It also appears that money doesn’t buy marital happiness.
For men with money, infidelity is just another perk. Among men making more than $300,000 a year, 32 percent report cheating, compared to 21 percent of men making less than $35,000 a year. Wealth isn't much of a factor in women's cheating.
"Wealthy men may simply have more dating opportunities than men with less income," says David Frederick, a psychologist at the University of California, Los Angeles, who helped analyze the survey findings.
I like variety
What drives people to cheat?
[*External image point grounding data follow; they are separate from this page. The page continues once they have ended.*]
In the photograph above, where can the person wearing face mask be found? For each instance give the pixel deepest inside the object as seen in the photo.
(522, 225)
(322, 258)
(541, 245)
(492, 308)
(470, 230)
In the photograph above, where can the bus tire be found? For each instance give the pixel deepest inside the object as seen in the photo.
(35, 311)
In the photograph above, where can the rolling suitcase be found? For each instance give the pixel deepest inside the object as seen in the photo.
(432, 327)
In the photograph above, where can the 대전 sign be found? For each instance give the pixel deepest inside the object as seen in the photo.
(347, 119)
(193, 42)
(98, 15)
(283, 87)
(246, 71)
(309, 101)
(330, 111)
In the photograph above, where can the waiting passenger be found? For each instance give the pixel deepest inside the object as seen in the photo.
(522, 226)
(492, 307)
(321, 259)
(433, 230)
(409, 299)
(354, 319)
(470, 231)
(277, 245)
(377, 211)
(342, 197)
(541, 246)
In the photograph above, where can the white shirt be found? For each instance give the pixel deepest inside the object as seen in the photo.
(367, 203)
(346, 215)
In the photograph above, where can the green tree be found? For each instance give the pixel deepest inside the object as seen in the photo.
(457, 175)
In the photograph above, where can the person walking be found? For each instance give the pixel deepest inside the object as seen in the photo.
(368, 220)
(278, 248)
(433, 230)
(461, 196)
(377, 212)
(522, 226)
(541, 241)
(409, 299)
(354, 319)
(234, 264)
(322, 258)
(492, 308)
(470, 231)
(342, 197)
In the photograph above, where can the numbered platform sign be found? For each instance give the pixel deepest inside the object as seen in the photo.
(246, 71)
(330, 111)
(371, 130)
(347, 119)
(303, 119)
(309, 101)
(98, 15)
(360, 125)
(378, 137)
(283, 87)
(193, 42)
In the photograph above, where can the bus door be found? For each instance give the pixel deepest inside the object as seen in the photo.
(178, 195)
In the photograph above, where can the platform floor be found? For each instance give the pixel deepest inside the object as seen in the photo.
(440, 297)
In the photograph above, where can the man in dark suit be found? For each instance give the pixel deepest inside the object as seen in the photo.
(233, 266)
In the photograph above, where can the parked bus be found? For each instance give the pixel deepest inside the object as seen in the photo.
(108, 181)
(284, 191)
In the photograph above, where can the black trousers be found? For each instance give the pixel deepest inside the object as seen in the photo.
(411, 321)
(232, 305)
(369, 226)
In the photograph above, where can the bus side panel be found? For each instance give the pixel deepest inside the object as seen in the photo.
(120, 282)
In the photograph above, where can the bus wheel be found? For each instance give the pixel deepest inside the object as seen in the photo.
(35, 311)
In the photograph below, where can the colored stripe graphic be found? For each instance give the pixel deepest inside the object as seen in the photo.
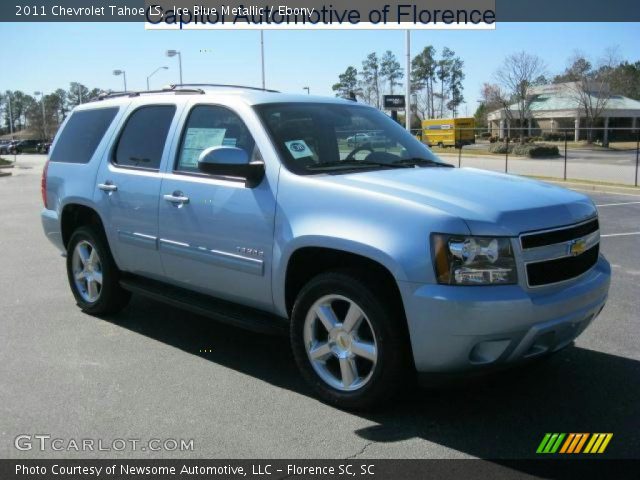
(574, 443)
(598, 443)
(550, 443)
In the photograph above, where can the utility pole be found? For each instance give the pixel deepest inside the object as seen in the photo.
(407, 84)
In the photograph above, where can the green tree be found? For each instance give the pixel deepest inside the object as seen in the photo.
(370, 80)
(423, 73)
(390, 70)
(347, 83)
(76, 95)
(443, 72)
(456, 76)
(625, 80)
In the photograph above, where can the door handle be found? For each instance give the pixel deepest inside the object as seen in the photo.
(177, 198)
(107, 187)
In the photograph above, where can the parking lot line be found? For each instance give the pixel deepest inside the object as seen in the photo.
(596, 192)
(620, 234)
(616, 204)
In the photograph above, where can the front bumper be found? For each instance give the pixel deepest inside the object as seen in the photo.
(457, 328)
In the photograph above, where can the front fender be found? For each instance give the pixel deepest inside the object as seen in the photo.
(283, 254)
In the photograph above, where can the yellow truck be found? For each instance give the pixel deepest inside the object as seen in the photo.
(448, 132)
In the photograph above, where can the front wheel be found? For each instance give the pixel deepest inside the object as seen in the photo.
(348, 341)
(93, 275)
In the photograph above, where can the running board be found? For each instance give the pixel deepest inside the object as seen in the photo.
(207, 306)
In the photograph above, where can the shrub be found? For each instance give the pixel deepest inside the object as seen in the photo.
(553, 136)
(535, 150)
(531, 150)
(500, 148)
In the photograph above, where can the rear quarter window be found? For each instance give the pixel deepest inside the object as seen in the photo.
(82, 134)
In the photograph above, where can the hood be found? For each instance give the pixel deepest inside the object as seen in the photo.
(490, 203)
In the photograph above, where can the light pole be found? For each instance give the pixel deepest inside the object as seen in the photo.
(10, 116)
(44, 118)
(173, 53)
(262, 55)
(153, 73)
(407, 85)
(124, 77)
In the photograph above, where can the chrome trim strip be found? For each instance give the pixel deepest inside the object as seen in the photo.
(219, 258)
(558, 250)
(555, 229)
(544, 285)
(138, 239)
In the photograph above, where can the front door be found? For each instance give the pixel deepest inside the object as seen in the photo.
(216, 235)
(128, 187)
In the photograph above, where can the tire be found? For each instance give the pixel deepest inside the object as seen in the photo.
(380, 372)
(89, 258)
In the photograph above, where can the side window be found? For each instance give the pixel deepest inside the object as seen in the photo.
(211, 126)
(82, 134)
(142, 141)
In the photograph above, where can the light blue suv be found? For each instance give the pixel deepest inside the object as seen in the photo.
(379, 260)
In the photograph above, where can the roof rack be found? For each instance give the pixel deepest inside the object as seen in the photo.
(171, 89)
(177, 88)
(246, 87)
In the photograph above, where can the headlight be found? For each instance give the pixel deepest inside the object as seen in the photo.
(466, 260)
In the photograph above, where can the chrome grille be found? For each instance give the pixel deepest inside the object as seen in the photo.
(560, 254)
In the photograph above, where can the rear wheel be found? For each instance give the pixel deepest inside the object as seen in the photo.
(348, 341)
(93, 275)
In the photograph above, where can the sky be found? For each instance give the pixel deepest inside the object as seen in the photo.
(51, 55)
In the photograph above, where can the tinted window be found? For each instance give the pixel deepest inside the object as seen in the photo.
(321, 137)
(82, 134)
(142, 140)
(211, 126)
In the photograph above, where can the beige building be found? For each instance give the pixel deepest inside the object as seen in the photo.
(554, 108)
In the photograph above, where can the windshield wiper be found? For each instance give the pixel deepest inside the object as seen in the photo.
(421, 161)
(357, 163)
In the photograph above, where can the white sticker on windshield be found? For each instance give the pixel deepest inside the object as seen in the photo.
(298, 149)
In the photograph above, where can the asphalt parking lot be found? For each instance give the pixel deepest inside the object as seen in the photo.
(144, 374)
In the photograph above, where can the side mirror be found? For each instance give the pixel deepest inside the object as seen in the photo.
(231, 162)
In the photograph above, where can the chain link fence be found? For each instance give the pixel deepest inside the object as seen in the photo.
(612, 156)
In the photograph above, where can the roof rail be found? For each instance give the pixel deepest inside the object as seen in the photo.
(180, 85)
(108, 95)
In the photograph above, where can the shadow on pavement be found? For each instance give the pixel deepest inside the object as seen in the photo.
(502, 416)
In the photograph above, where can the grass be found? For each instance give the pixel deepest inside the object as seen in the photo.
(586, 182)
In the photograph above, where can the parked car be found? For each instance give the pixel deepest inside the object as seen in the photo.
(20, 146)
(7, 147)
(240, 205)
(43, 147)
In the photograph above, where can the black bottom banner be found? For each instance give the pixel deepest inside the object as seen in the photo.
(314, 469)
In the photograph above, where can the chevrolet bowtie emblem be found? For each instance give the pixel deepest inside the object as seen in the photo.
(577, 247)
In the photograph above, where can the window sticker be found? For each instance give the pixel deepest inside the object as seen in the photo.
(198, 139)
(298, 149)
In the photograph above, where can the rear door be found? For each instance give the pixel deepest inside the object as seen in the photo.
(216, 234)
(128, 187)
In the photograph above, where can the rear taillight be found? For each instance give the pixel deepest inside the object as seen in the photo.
(43, 183)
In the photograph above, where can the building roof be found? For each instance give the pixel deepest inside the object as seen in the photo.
(557, 100)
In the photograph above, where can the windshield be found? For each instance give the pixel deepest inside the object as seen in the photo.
(323, 137)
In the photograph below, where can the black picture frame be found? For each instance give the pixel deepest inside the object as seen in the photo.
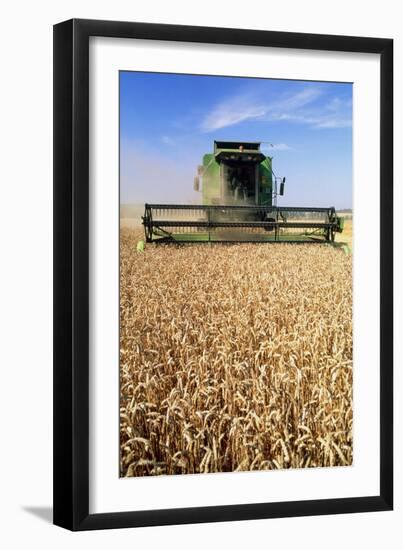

Boredom? The thrill of the forbidden?
Many thrive on the excitement they get from a fling (30 percent overall), but men and women are generally prowling for different things. Men want more sex (44 percent), more satisfying sex (38 percent) and variety (40 percent), findings that closely resemble the 2006 MSNBC.com/Elle magazine survey on monogamy.
"Mostly I’ve cheated because of the excitement," writes a 38-year-old man who took the survey. "I like variety and a more wild sex life than I’ve been able to enjoy with relationship partners."
Women's motives range from the need for more emotional attention (40 percent) to being reassured of their desirability (33 percent) or falling in love with someone else (20 percent).
While women tend to cheat once, guys of all ages are twice as likely to be serial offenders.
"Men are more likely to look for sexual novelty. They might be looking for a sexual outlet without the expectation of continuity," says Sandra Leiblum, director of the Center for Sexual and Relational Health at the Robert Wood Johnson Medical School in Piscataway, N.J., who was not involved in the survey. "And once you satisfy the itch, it recurs."